I believe Dawson's The God Delusion brought up the fact that a baby does not have a religion. There are effectivly no Christian babies, no Jewish babies, no Hindu babies, no Muslim babies, etc. Religion is something that has to be taught. I don't know much about childcare, but I believe if you honestly love your kids and show them that love everyday they will develope a sense of belonging that they won't find anywhere else.

I said Dawson when I should have said Dawkins. (Shuffles off feeling very embarrassed)

Cygna, if "proud christian" were to take your advice to consult a dictionary, then wouldn't she find the spellings "effectively" and "develop". :-D

(Puts a bag over her head and goes to consult a dictionary. Becomes more embarrassed when she realizes she can't read with a bag over her head.)

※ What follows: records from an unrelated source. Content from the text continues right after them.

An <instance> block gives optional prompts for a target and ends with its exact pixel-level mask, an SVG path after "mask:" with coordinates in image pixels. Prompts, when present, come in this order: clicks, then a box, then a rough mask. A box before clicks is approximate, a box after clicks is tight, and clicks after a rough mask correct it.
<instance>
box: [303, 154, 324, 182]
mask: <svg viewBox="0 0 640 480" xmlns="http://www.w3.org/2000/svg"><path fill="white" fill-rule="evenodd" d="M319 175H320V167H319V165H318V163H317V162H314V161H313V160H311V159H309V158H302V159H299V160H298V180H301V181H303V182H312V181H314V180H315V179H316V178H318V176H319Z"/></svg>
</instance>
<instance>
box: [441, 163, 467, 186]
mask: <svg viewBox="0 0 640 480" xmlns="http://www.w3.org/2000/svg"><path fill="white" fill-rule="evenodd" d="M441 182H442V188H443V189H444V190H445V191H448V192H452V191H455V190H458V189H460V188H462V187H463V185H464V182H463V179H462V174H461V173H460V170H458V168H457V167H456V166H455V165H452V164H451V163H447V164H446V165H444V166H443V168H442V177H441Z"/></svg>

dharmadave- as an atheist who raised two children I know you are going to face this issue of church and children over and over again. Your kids will eventually have friends who attend Sunday school. And when kids sleepover at each others houses they become part of that family's routine life.

Your family needs to establish its own Sunday ritual. It can be as simple as everyone helping to make a big Sunday breakfast and then going for a bike ride together. It doesn't really matter what activities you choose, just as long as everyone is involved and everyone knows "this is what we do on Sunday". Kids crave that sense of continuity. And when their religious friends ask what they do on Sunday mornings, they will have an answer they can be proud of.